Justement, en parlant d’oreilles et comme je suis parti pour écrire un post bordélique, je lis ça ce matin sur le blog musique de Flu. On avait tous (pas vous ?) testé les simulateurs de voix toutes robotiques pas belles, on savait tous aussi (pas vous ?) que nos staracadémiciens préférés avaient de plus en plus (lire « systématiquement ») recours au mixage et à des logiciels pour corriger leurs voix défaillantes, mais il semble qu’un pas ai été franchi avec le logiciel Vocaloid. La version 2 du soft est sortie il y a un petit mois au Japon, et il est désormais possible de s’acheter sa propre chanteuse pop kawaï pour 15 750 malheureux yens (un peu moins de 100€) et de lui faire chanter ce qu’on veut. Le pire, c’est que le résultat est assez bluffant et choubi tout plein (en fait non, le pire pour nous autres hommes de cro-magnon technologiques du vieux monde, c’est la mention « We're sorry; this item can not be shipped outside Japan », va encore falloir jouer fino pour se procurer ce genre de jouet pour otak’). « La machine ne remplacera jamais l’humain ! » hurlent certains. Bientôt ces mêmes machines, pour l’instant douées d’une perfection stériles, seront programmées pour reproduire spontanément les fautes qu’elles étaient un premier temps sensées corriger et l’homme n’aura même plus son imperfection pour le distinguer.

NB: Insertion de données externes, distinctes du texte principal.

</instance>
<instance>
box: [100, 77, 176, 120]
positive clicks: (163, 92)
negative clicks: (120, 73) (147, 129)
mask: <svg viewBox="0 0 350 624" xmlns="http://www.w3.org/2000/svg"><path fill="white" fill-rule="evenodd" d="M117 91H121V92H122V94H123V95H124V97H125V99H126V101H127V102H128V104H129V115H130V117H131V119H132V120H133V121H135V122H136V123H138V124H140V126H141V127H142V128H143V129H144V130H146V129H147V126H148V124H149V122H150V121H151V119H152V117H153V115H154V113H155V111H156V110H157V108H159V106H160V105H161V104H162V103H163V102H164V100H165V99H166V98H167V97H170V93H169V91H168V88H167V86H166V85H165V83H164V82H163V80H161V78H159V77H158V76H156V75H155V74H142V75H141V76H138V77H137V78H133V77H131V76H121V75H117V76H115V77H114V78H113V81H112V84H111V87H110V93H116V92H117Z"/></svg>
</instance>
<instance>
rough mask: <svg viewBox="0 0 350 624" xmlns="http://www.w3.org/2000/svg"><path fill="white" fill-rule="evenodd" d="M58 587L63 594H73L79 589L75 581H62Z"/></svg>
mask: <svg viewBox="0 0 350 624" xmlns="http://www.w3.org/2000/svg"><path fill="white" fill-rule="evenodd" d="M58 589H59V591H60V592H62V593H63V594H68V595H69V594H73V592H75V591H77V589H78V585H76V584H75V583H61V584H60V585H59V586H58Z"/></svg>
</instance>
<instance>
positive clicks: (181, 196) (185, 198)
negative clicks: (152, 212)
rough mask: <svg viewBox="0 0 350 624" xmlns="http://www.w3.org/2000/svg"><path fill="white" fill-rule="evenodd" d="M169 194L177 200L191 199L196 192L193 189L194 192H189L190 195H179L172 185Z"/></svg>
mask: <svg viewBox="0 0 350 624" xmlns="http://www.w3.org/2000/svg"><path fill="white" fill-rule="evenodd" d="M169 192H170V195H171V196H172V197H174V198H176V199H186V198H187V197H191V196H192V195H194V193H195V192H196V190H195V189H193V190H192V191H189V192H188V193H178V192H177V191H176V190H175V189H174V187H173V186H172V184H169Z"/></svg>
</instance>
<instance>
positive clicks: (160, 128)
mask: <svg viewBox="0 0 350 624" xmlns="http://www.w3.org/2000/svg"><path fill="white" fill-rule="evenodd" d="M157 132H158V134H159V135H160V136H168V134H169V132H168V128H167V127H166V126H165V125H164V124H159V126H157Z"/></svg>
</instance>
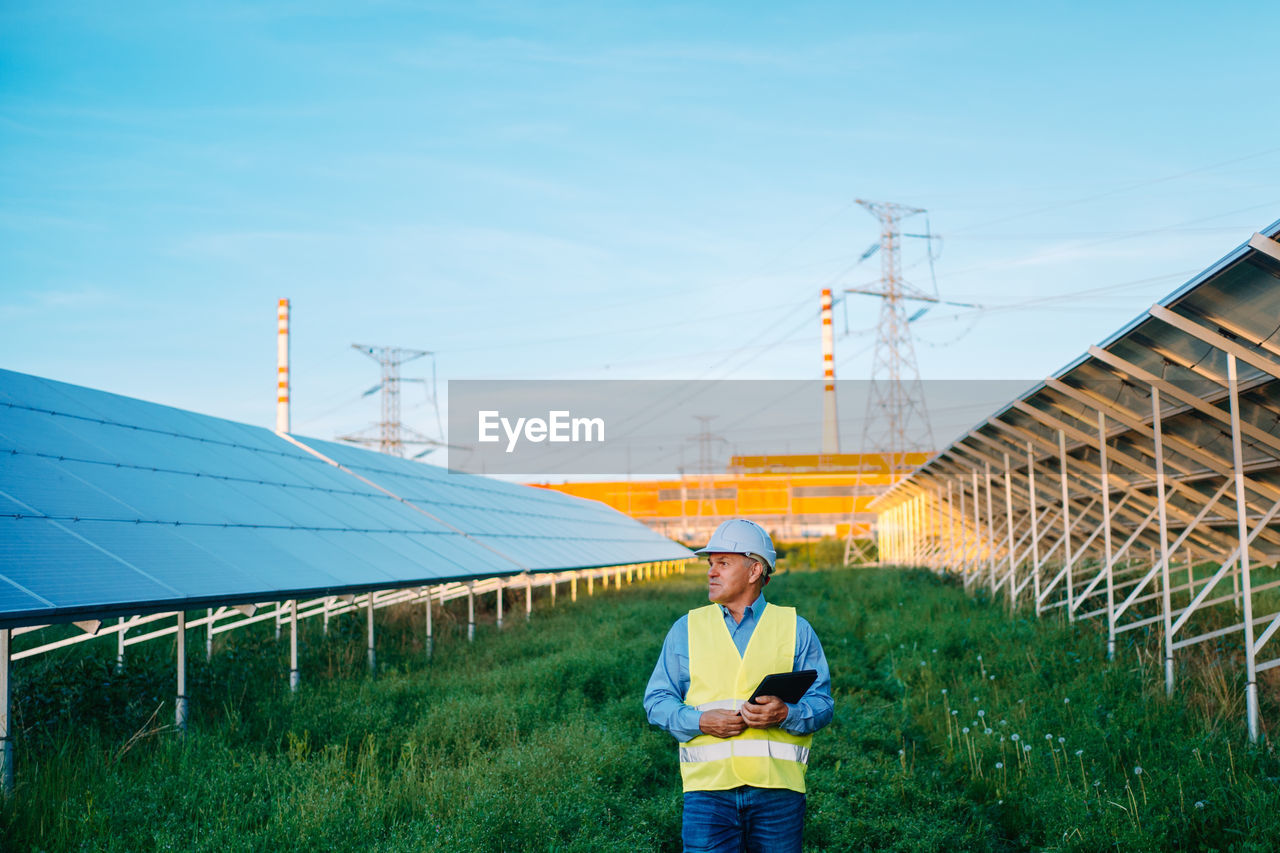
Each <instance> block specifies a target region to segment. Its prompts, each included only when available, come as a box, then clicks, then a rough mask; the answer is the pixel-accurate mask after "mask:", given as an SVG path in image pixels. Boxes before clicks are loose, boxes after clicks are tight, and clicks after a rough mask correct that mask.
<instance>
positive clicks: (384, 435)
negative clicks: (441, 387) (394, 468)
mask: <svg viewBox="0 0 1280 853" xmlns="http://www.w3.org/2000/svg"><path fill="white" fill-rule="evenodd" d="M351 347H352V348H353V350H358V351H360V352H364V353H365V355H366V356H369V357H370V359H372V360H374V361H376V362H378V364H379V366H380V368H381V373H383V375H381V380H380V382H379V383H378V384H376V386H374V387H372V388H370V389H369V391H366V392H365V394H364V396H365V397H367V396H369V394H371V393H374V392H376V391H381V392H383V393H381V403H383V411H381V420H379V421H378V423H376V424H374V429H376V434H369V433H371V432H372V430H369V429H366V430H361V432H360V433H355V434H352V435H339V437H338V439H339V441H343V442H352V443H353V444H376V446H378V450H379V451H381V452H383V453H389V455H392V456H404V447H406V446H407V444H419V446H425V447H426V450H424V451H422V452H421V453H419V455H417V456H425V455H426V453H429V452H431V451H433V450H435V448H438V447H447V444H444V442H439V441H435V439H434V438H428V437H426V435H424V434H422V433H419V432H417V430H415V429H411V428H408V427H406V425H404V424H402V423H401V419H399V386H401V383H402V382H426V380H425V379H401V375H399V368H401V365H402V364H406V362H408V361H413V360H415V359H421V357H422V356H429V355H434V353H431V352H429V351H426V350H404V348H401V347H371V346H365V345H362V343H352V345H351ZM431 394H433V396H434V394H435V388H434V387H433V389H431ZM417 456H415V457H413V459H417Z"/></svg>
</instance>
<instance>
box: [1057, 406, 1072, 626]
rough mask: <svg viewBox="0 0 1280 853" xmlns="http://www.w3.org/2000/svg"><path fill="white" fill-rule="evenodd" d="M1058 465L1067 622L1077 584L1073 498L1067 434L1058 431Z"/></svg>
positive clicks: (1057, 439) (1068, 617)
mask: <svg viewBox="0 0 1280 853" xmlns="http://www.w3.org/2000/svg"><path fill="white" fill-rule="evenodd" d="M1057 465H1059V473H1060V474H1061V475H1062V560H1065V561H1066V620H1068V621H1070V622H1074V621H1075V583H1074V580H1075V579H1074V578H1073V573H1071V562H1073V555H1071V496H1070V492H1069V489H1068V484H1066V433H1064V432H1062V430H1061V429H1060V430H1057Z"/></svg>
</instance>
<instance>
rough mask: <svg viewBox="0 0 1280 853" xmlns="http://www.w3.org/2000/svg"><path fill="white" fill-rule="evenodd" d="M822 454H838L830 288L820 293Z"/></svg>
mask: <svg viewBox="0 0 1280 853" xmlns="http://www.w3.org/2000/svg"><path fill="white" fill-rule="evenodd" d="M822 383H823V384H822V452H823V453H838V452H840V428H838V424H837V420H836V337H835V334H833V332H832V328H831V288H829V287H824V288H823V291H822Z"/></svg>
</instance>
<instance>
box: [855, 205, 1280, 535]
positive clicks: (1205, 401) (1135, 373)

Rassurons un peu en ne craignant pas le déluge, aujourd’hui cela se réduit à un gadget sexy pour geek mélomanes et autres hikikomori qui y trouveront un réjouissant joujou technologique pour les premiers et un ingrédient de plus à la femme parfaite pour les seconds. Pas étonnant d’ailleurs que les voix synthétisées soient pour l’instant féminines et revètent l'apparence d'héroines de manga.
Et sans cynisme aucun (pas la peine d'y voir, enfin, la mort de la pop star), je suis carrément enthousiaste quand à ce genre de choses.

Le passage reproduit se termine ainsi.